Sociology is too uncontrolled to be meaningful science but controlled scenarios don't lead to realistic behavior.
The Virtual Environment Navigation lab at Brown University thinks they can bridge the gap between them.
They have developed a wireless virtual reality system to study a phenomenon that scientists don't yet understand: how pedestrians interact with each other and how those individual behaviors, in turn, generate patterns of crowd movement. It's an everyday experience for all kinds of animals everything from people to ants.
"When you walk across campus during class change you are, consciously or not, coordinating your movements with the people around you," said Professor William Warren. "In some situations coherent 'swarms' form, somewhat like a flock of birds or a school of fish. We want to understand that process. There are applications to urban planning, architectural design, and evacuation planning. Crowds seem to behave in predictable ways, but the environment is not always built to accommodate people's behavior."
Of swarms real and virtual
One needs a crowd to study crowds, so Warren and his students recruited volunteers for one called the Sayles Swarm and recorded them using motion capture technology. But the cheapest and easiest way to assemble a crowd is in a virtual world, where any configuration is possible.
In the VENLab, Warren's team including graduate students Kevin Rio and Greg Dachner can immerse up to four real people in a carefully controlled, realistic virtual crowd.
"We're trying to use VR to figure out the rules that govern pedestrian behavior," Warren said. "In experiments, we can manipulate a virtual crowd to see how real subjects respond to the behavior of their virtual neighbors. This allows us to model the visual coupling between an individual and their neighbors. We then use that model to predict what will happen when a group of people walk together in a real crowd."
Walking wireless
To make this possible his team rigged up the 168-square meter VENLab to make their off-the-shelf Oculus Rift VR headsets wireless. The room also has video cameras and a grid of beacons on the ceiling that emit ultrasound pulses denoting their location.
The headset "listens" for those beacons with microphones and combines them with signals from accelerometers, much like the ones in a smartphone, to determine where the subject is and what they are looking at in the virtual world.
Brown has filed for patents on the wireless system.
Going wireless has vastly improved the research, because it allows subjects to move unencumbered.
"That's the breakthrough: the freedom of movement," Warren said. "Before we had a bunch of heavy cables running to the head-mounted display. At one point the subject had to wear a big control box in a backpack. But now we've managed to make it quite light and mobile so people can move about freely."
In the future they hope to integrate many people into the same virtual environment, even if they aren't in the same real room. That will require making headsets that can track their location without any surrounding hardware. They are working with engineering Associate Professor Gabriel Taubin to do that.
All along the group has been generating insights. In Vancouver, Warren discussed several "swarm scenarios" his group has studied both in crowds of real people and in virtual reality. In "Grand Central" individuals crisscross the room, as if heading across a train station concourse. In "counterflow" two groups pass through each other.
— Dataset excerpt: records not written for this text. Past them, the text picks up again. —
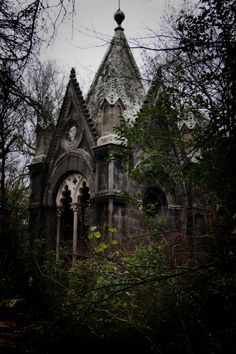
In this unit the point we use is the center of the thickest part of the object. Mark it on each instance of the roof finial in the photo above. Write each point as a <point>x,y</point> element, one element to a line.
<point>119,17</point>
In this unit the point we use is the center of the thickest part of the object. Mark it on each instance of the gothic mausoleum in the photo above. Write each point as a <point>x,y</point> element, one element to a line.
<point>74,183</point>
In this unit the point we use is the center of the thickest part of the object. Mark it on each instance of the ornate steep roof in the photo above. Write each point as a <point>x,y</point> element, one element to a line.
<point>118,77</point>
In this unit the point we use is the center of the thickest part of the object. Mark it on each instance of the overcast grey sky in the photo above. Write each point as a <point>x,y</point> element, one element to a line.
<point>84,46</point>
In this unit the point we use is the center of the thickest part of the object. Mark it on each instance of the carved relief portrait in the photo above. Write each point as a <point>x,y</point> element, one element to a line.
<point>72,136</point>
"We're finding that when people walk together they tend to match the speed and direction of their neighbors. That intrinsically leads to the emergence of collective motion," Warren said. "What we're showing with the virtual crowd is that as you add more neighbors, their influence simply sums up. Now we are mapping out what we call the 'coupling field' that connects you to neighbors at different distances and different positions. This enables us to simulate the collective behavior of a large crowd."
In this high-tech way, Warren and his team are revealing the science of the swarm.